NVIDIA outs Tegra K1 chipset with 192 cores

NVIDIA outs Tegra K1 chipset with 192 cores

32-bit devices due in first half 2014, 64-bit devices arrive later in year

tegra_k1_imageBecause octa-core is apparently already a thing of the past, NVIDIA has just taken the wraps off its latest processor, the Tegra K1. And, rather than making the linear jump from Tegra 4 to Tegra 5, this one bridges the gap of desktop graphics cards almost as much as it does mobile CPU’s.

Powered by a ridiculous “192 cores”, the Tegra K1 is based off of the Kepler architecture and is termed a “super chip”. Ultimately, this lessens the burden for game developers who don’t have to worry about completely rewriting titles or dumbing them down for mobile. What’s more, it also eliminates the gap of time from bringing top games from desktop and consoles to smartphones or tablets. Speaking of which, Unreal Engine 4 is already lined up for Tegra K1.

We brought the heart of GeForce and the soul of Tesla to the Tegra family.

The new chip delivers considerably more realistic physics simulations, multiple rendered targets, more lifelike images, and an exponentially better experience.
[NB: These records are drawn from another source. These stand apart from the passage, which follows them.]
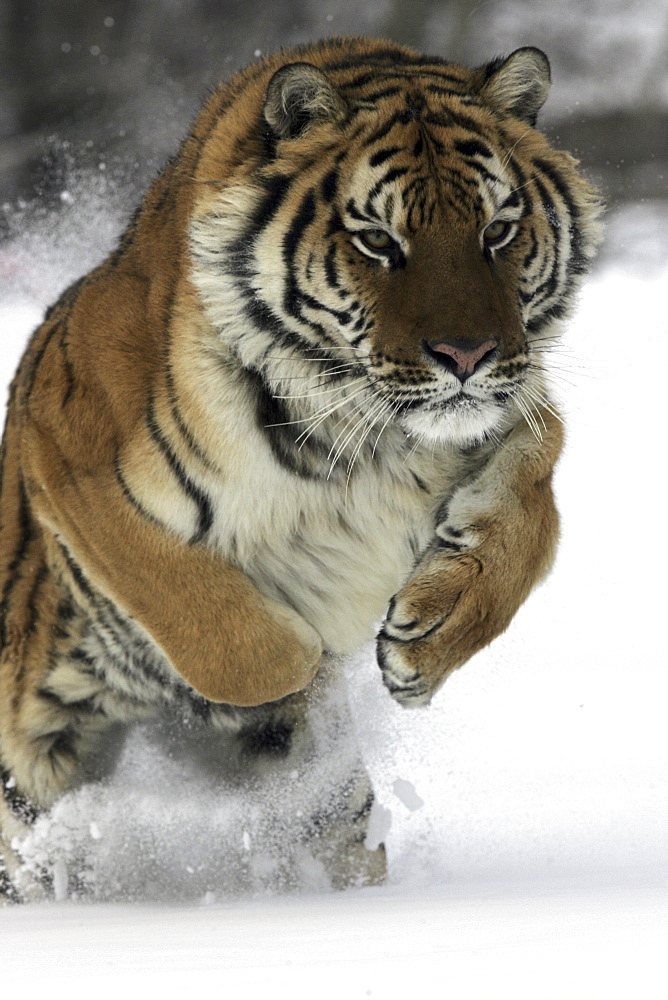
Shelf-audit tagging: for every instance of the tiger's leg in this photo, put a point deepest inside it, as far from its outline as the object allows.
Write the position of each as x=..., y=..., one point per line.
x=306, y=745
x=496, y=539
x=53, y=709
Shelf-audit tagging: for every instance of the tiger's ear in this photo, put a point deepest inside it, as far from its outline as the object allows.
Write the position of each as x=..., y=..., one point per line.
x=519, y=84
x=298, y=96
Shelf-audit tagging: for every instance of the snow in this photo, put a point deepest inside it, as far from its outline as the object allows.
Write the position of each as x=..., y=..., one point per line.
x=525, y=811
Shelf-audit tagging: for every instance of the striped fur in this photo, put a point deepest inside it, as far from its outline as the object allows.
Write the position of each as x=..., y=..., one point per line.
x=235, y=444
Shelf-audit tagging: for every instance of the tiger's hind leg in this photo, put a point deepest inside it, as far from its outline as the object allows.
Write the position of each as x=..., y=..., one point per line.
x=54, y=709
x=305, y=751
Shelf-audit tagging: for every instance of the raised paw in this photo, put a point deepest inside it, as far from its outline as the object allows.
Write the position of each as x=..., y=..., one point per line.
x=447, y=611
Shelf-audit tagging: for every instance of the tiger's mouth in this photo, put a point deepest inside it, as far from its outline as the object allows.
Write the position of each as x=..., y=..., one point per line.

Gone are polygons and triangles and in its place are pores, hairs, and true-to-life flesh.

Tegra K1 is also the first mobile processor to deliver the same graphics features as the next generation of consoles (Xbox One, PlayStation 4) and faster performance than current generation consoles (Xbox 360, PlayStation 3), all in the palm of your hand.

The Tegra K1 will be offered in two versions: 32-bit and 64-bit. The 32-bit version (up to 2.3GHz) is expected in devices in the first half of 2014, while the 64-bit version (up to 2.5Ghz) is expected in devices in the second half of the year.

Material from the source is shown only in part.